Patients with a history of smoking are associated with UC and this fact is well supported by previous study5,6. An occupational exposure to dye, paint, or organic solvent is associated with UC and this is also well known from previous studies30. The most striking finding in this study is patients who ever used TCM have a much higher probability of developing UC (OR: 8.25). Traditional Chinese medicines may contain aristolochic acid (AA) and /or heavy metals. Aristolochic acid is known as an important risk factor for developing UC and CKD11,38,39,40 but it is difficult to identify a history of AA exposure directly by questionnaire alone. We can only use history of TCM prescription as a surrogate indicator, and 38.5% of UC patients vs. 6.2% of control patients (p < 0.01) reported a history of receiving TCM prescription. This percentage can be under-estimated because of the short memory span in elderly patients. The best evidence of exposure to AA containing herbs would be to identify AA-DNA adducts in the urine. Using mass spectrometry, we tried to identify AA-DNA adduct in the urine as a surrogate marker for exposure to AA containing TCM, but none of the urine samples of UC patients had detectable AA-DNA adducts. Although AA containing TCM had been banned for importation to Taiwan since 2003, nevertheless, it is known that once exposed to AA, the carcinogenic effect may last for 30 years or longer11,41.

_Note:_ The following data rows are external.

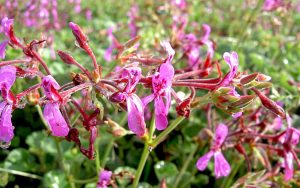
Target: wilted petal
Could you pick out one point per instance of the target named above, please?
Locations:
(6, 127)
(104, 179)
(220, 135)
(277, 123)
(146, 100)
(233, 62)
(161, 120)
(50, 87)
(6, 24)
(222, 167)
(7, 77)
(3, 48)
(136, 122)
(55, 120)
(203, 161)
(289, 168)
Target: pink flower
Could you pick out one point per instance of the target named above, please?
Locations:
(50, 87)
(232, 60)
(55, 120)
(135, 109)
(6, 127)
(270, 5)
(222, 167)
(161, 87)
(7, 79)
(2, 48)
(104, 179)
(52, 114)
(5, 25)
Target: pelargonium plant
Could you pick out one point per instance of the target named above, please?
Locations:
(202, 81)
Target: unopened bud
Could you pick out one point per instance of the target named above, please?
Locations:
(65, 57)
(33, 97)
(117, 97)
(269, 104)
(116, 129)
(79, 35)
(184, 108)
(96, 76)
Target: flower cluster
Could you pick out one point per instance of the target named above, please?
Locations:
(231, 93)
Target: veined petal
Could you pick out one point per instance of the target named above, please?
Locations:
(232, 60)
(104, 179)
(222, 167)
(3, 49)
(146, 100)
(136, 122)
(55, 120)
(220, 135)
(6, 127)
(50, 87)
(288, 166)
(7, 77)
(161, 120)
(203, 161)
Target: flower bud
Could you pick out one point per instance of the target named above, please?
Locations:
(65, 57)
(79, 35)
(184, 108)
(269, 104)
(117, 97)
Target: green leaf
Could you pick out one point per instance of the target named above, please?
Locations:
(3, 179)
(21, 160)
(54, 179)
(165, 170)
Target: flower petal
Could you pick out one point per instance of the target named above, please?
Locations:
(6, 127)
(50, 87)
(55, 120)
(289, 168)
(136, 122)
(203, 161)
(222, 167)
(3, 48)
(104, 179)
(161, 120)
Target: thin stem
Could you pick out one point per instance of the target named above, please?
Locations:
(140, 168)
(163, 134)
(40, 112)
(12, 62)
(38, 57)
(184, 167)
(106, 152)
(145, 154)
(25, 92)
(77, 181)
(20, 173)
(195, 85)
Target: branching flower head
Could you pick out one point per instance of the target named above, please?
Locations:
(161, 88)
(222, 167)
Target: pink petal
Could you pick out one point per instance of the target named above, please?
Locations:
(6, 127)
(136, 122)
(161, 120)
(203, 161)
(220, 135)
(222, 167)
(289, 168)
(55, 120)
(2, 49)
(50, 87)
(104, 179)
(7, 76)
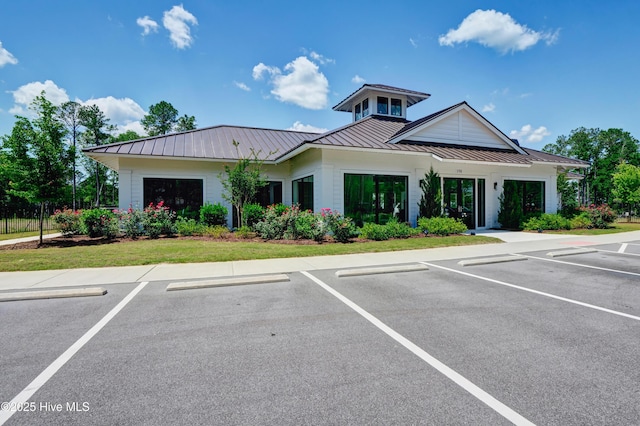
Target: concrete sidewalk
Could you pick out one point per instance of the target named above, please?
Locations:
(513, 242)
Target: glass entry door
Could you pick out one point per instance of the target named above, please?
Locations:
(459, 200)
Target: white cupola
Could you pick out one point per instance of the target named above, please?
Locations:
(378, 99)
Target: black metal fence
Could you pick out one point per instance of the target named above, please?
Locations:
(13, 221)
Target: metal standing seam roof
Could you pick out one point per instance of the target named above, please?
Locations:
(372, 132)
(211, 143)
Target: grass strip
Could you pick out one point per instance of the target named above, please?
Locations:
(150, 252)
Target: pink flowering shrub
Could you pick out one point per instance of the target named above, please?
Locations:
(158, 219)
(67, 221)
(601, 216)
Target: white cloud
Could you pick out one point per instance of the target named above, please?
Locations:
(124, 112)
(24, 95)
(260, 69)
(496, 30)
(119, 111)
(303, 84)
(148, 25)
(242, 86)
(528, 133)
(6, 57)
(489, 108)
(321, 59)
(299, 127)
(177, 21)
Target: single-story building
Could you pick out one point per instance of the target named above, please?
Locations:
(369, 169)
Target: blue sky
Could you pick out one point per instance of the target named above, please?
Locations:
(536, 70)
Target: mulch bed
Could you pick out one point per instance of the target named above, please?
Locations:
(84, 241)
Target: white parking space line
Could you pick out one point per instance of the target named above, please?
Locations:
(599, 268)
(540, 293)
(56, 365)
(451, 374)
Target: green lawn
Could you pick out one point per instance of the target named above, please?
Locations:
(616, 228)
(170, 250)
(17, 235)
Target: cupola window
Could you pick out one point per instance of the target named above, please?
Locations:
(396, 107)
(383, 105)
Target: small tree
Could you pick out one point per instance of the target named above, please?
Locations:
(510, 214)
(40, 161)
(161, 119)
(430, 204)
(626, 185)
(186, 123)
(568, 193)
(242, 182)
(70, 115)
(97, 133)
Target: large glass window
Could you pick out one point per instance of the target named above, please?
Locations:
(270, 194)
(383, 105)
(303, 193)
(481, 203)
(375, 198)
(532, 195)
(396, 107)
(177, 194)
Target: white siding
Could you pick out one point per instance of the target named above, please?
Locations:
(460, 128)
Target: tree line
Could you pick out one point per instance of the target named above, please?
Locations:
(613, 177)
(41, 163)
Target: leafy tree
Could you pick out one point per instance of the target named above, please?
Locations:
(430, 204)
(38, 155)
(626, 185)
(604, 150)
(161, 119)
(568, 193)
(510, 214)
(242, 182)
(70, 116)
(129, 135)
(97, 133)
(186, 123)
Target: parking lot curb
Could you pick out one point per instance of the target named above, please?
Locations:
(227, 282)
(571, 252)
(490, 260)
(380, 270)
(52, 294)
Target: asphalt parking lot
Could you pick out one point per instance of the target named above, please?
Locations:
(533, 339)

There are some limitations to this study. First, we targeted CKD patients who are at high risk of UC33 and the risk of UC is increased in patients with lower renal function. However, the eGFR was positively associated with UC probability because most of the UC patients had a better renal function at the diagnosis of UC than those with CKD. The score of eGFR may be different when applying the nomogram in the general population. Second, a causal relationship between medical history and UC is difficult to prove because of the cross-sectional study design. Third, some patient selection bias cannot be completely avoided because control patients were recruited mainly from nephrology clinics while UC patients were recruited mostly during hospital admissions. Fourth, the number of patients with on-going UC in this study was relatively small. As this is an ongoing project, we will continue our recruiting program and further validate our UC biosignature in a larger cohort.

Conclusions

CA125 is a useful tumor marker for the diagnosis of UC in CKD patients but not HE4. A nomogram based on serum CA125 level, age, renal function, smoking, history of exposure to environmental carcinogens, use of NSAIDs and use of traditional Chinese medicine reveals a high accuracy for predicting UC in CKD patients.